Aeroporto de São Francisco.

Acabei de desembarcar e ainda não tive coragem de sair do aeroporto.

Eu não sei muito bem o que estou fazendo, mas não deve ser tão difícil assim conseguir alinhar minha vida em um país como os Estados Unidos.

Tenho repetido isso para mim mesmo desde que coloquei os pés dentro do avião, mas até agora, não fui muito bem em me convencer.

A sensação só piorou quando o avião fez uma conexão em Seattle — quando comprei a passagem, estava tão desesperado para fugir que não prestei atenção a esse detalhe — e na parada, fiquei completamente perdida dentro do aeroporto, sem saber em que portão deveria pegar o outro voo.

Fui ao balcão da companhia aérea, fazendo força para esconder o quanto estava nervoso e uma atendente muito simpática, ao perceber meu sotaque carregado, viu logo que eu era estrangeiro.

Acho que ela ficou com pena de mim, porque pediu para que um rapaz me acompanhasse até o portão de embarque.

Admito que quando soube que Haiukan  deliberadamente me enganou, tudo o que pensei foi em fugir, mas depois que a mágoa inicial passou, me pergunto se não me precipitei ao sair da Geórgia.

Eu não conheço nada do mundo.

A raiva que eu carreguei por anos dentro de mim foi esvaziada como um balão de gás que é estourado de repente. O motivo? Meu alvo está morto e o objetivo que eu tinha de fazê-lo pagar, chegou ao fim.

Comprei um bloco de papel e uma caneta em uma loja no aeroporto e decidi transformar em realidade minha lista imaginária do que fazer.

Terei que ficar ao menos uns dois dias em um hotel até conseguir alugar um imóvel para morar. Depois, o próximo passo é pesquisar uma psicóloga que me atenda online.

Não conseguirei contar para alguém tudo o que passei olhando essa pessoa nos olhos, mas talvez com uma tela de computador nos separando, seja possível. Eu sei que preciso de ajuda. Não há dúvida quanto a isso.

Na maior parte do tempo, depois que fui resgatado, consigo manter afastadas as lembranças do meu passado, mas do nada, algumas imagens e até mesmo a voz odiosa daquele desgraçado vêm e tenho vontade de gritar.

Tenho que organizar minha cabeça para não pirar, sabendo que deixei para trás a única pessoa que me ama no mundo inteiro e o cara que, pelo menos um pouco, se importa comigo.

Olho para o celular desligado em minha mão.
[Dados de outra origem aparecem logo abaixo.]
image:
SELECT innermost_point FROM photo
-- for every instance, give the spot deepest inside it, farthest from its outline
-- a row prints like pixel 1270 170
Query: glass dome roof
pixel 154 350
Eu deveria dar notícia para Xiao Zhan , mas tenho medo de que se o fizer, Haiukan  virá atrás de mim e eu ainda não estou pronto para conversar.
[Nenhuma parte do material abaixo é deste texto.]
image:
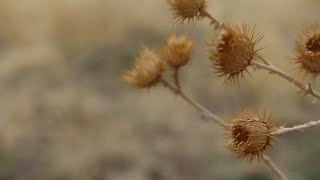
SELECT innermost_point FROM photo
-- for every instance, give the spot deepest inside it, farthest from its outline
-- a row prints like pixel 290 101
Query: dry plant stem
pixel 212 19
pixel 296 128
pixel 269 162
pixel 202 109
pixel 307 89
pixel 176 78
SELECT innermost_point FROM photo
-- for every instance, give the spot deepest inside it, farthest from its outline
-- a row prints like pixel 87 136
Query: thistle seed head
pixel 308 52
pixel 249 135
pixel 146 71
pixel 187 9
pixel 177 51
pixel 233 50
Fui até um desses computadores pagos no aeroporto e pesquisei sobre onde morar em São Francisco. Não tenho ideia de quanto custa para que uma pessoa solteira como eu consiga se manter, mas achei tudo muito caro.

Só por curiosidade, pesquisei aluguel em outros estados e tomei um susto ao constatar que os aluguéis na Califórnia são uma fortuna. Talvez não tenha escolhido bem ao fugir para um lugar com um custo de vida tão alto.

Mesmo que Xiao Zhan  tenha me dado bastante dinheiro, não quero abusar e tentarei economizar ao máximo até conseguir um emprego.

Provavelmente para lavar copos em um restaurante ou algo assim, já que eu não sei fazer nada.

Pelo que andei pesquisando, aqui na América é comum ômegas até mais jovens do que eu morarem sozinhos.

Em uma busca por imobiliárias no  Google, vi uma casa pequena, geminada, de apenas um quarto e já mobiliada, em São Francisco que não é tão cara.

Agendei com a corretora para ir dar uma olhada amanhã de manhã. Pelo que estava escrito na descrição, eles pedem um depósito de dois meses antecipado, além do aluguel do mês.

Levanto-me e me obrigo a caminhar para a saída do aeroporto, levando minha mala pequena de mão. A maioria das coisas que Haiukan  comprou para mim, deixei na casa de Xiao Zhan .

Vejo os táxis e o atendente que organiza a fila de espera, me encaminha para um. Passo para o motorista o endereço do hotel que anotei em uma folha do bloco. Resolvi escrever porque fiquei com medo de que ele não entendesse o meu sotaque. As pessoas aqui falam rápido e por uma vez ou duas fingi que entendi, mas não estava compreendendo nada.

Foi constrangedor quando ao tentar comprar água, precisei repetir a palavra três vezes para que a mulher pudesse me dar uma garrafa.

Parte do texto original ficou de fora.